La salle des cerisiers du Japon ainsi que l’ensemble des cerisiers et merisiers ont été replantés grâce au mécénat de KOSÉ Corporation.
Le Département des Yvelines a soutenu la replantation du bosquet de la Reine.
Une campagne de mécénat a été ouverte, dès le début de la restauration, afin de permettre au grand public d'adopter les tulipiers de Virginie du bosquet de la Reine. Près de 120 particuliers ont ainsi permis la replantation de la salle des Tulipiers.
France Relance
Cette restauration a bénéficié du plan France Relance.
Entretien avec Ariane Herviaux, chef dE chantier du bosquet de la Reine
À seulement 28 ans, Ariane Herviaux a déjà laissé son empreinte dans les jardins de Versailles. Employée par l’entreprise Pinson paysage, elle participe de 2010 à 2012 à la restauration du bosquet du Miroir puis à la restauration du parterre de Latone de 2013 à 2015.
Elle revient aujourd’hui sur la restauration du bosquet de la Reine, dont elle est chef de chantier, qu’elle mène sous la conduite de la Direction du patrimoine et des jardins du château de Versailles dont les travaux sont dirigés par Jacques Moulin, Architecte en Chef des Monuments Historiques.
Quelles sont les différentes étapes du chantier ?
La première phase du chantier de restauration s’est déroulée de janvier à juin 2020 et concerne la replantation d’une centaine de tulipiers de Virginie dans le carré central. Sélectionnés en pépinière, les tulipiers de Virginie replantés sont âgés de 15 ans et font déjà plusieurs mètres de haut. Dans un premier temps, il a fallu effectuer un travail de terrassement du sol afin d’apporter une terre végétale adaptée aux tulipiers et restituer les allées et esplanade centrale.
La seconde phase du chantier s’apprête à débuter et concernera la replantation des salles adjacentes, des plates-bandes fleuries composées entre autres végétaux de vivaces et de rosiers.
Quelles difficultés avez-vous rencontré durant cette première phase ?
Au début du chantier, la grande difficulté a été la restructuration de la salle principale et les alignements des Tulipiers qu’il fallait faire coïncider entre les nouveaux plans et l’existant.
La pluie, également, qui est survenue durant plus de trois mois, de janvier à mars 2020, nous a rendu la tâche difficile. Le sol de Versailles étant sableux à base d’argiles, les machines s’embourbaient facilement et la terre mouillée devenait très difficile à travailler. Par la suite et jusqu’à la période automnale, un gros suivi d’arrosage pour éliminer le maximum d’air au niveau des racines et favoriser la bonne reprise des arbres a été essentiel y compris pendant le confinement.
Quel est votre meilleur souvenir pour l’instant de ce chantier ?
Se rendre compte du résultat quelques mois après la replantation est un souvenir émouvant car les tulipiers de Virginie avaient bien poussé.
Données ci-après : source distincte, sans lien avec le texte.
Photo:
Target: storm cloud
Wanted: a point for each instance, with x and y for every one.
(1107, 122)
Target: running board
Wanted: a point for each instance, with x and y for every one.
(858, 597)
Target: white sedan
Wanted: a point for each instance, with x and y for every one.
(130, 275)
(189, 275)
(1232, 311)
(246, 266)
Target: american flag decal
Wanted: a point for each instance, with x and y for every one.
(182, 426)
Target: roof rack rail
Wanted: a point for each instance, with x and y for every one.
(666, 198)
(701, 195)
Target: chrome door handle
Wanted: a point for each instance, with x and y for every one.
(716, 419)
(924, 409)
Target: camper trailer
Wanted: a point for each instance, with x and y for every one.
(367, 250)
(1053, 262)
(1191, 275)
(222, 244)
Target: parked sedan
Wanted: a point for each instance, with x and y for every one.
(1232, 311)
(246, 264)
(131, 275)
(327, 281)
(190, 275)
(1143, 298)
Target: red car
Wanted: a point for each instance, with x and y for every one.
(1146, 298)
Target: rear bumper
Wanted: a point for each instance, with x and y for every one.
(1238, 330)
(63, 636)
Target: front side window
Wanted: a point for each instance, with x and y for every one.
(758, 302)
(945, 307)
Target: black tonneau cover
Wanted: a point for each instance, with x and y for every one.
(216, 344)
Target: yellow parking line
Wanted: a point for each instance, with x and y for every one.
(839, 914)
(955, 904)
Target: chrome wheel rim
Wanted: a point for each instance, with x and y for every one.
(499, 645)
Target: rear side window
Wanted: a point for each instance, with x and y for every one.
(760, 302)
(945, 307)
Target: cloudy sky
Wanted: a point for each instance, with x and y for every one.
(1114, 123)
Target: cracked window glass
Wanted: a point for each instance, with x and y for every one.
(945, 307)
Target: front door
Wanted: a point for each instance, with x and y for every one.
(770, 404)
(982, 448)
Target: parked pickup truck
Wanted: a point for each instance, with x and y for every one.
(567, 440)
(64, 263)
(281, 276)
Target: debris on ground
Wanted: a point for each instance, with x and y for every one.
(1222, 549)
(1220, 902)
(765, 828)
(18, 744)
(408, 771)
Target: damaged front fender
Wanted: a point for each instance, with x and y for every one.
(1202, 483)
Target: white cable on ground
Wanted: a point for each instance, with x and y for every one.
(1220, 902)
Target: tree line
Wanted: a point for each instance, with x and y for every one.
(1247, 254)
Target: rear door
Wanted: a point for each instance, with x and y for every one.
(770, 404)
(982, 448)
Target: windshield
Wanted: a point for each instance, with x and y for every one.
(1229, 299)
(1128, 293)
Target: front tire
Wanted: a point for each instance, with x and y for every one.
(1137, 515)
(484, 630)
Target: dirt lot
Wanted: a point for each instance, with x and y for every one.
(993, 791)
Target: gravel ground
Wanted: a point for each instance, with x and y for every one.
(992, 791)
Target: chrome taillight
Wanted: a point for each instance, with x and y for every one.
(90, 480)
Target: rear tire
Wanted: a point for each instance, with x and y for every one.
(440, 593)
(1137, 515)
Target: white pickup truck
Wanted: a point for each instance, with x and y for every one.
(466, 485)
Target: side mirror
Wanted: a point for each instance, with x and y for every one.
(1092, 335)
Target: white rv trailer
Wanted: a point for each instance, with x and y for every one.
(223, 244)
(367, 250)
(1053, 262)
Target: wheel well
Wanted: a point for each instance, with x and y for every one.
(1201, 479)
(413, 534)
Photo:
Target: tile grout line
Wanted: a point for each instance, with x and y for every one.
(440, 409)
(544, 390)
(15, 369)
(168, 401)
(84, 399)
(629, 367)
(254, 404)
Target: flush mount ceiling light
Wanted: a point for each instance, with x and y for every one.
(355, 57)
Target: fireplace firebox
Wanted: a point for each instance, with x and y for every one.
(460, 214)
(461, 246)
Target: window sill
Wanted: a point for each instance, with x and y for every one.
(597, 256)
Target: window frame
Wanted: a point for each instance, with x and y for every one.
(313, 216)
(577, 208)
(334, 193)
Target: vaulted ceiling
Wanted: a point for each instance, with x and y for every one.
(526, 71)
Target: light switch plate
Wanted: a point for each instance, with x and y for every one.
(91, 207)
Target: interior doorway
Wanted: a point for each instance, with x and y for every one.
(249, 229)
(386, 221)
La première plantation d’un arbre après le travail considérable de terrassement est toujours un très beau moment également.
Selon vous, quel est l’impact du mécénat sur ce type de chantier ?
Les mécènes sont très présents au château de Versailles et c’est une très grande chance qu’ils soutiennent les restaurations patrimoniales. Leur implication permet de confirmer l’avenir prometteur des métiers de jardinier et paysagiste.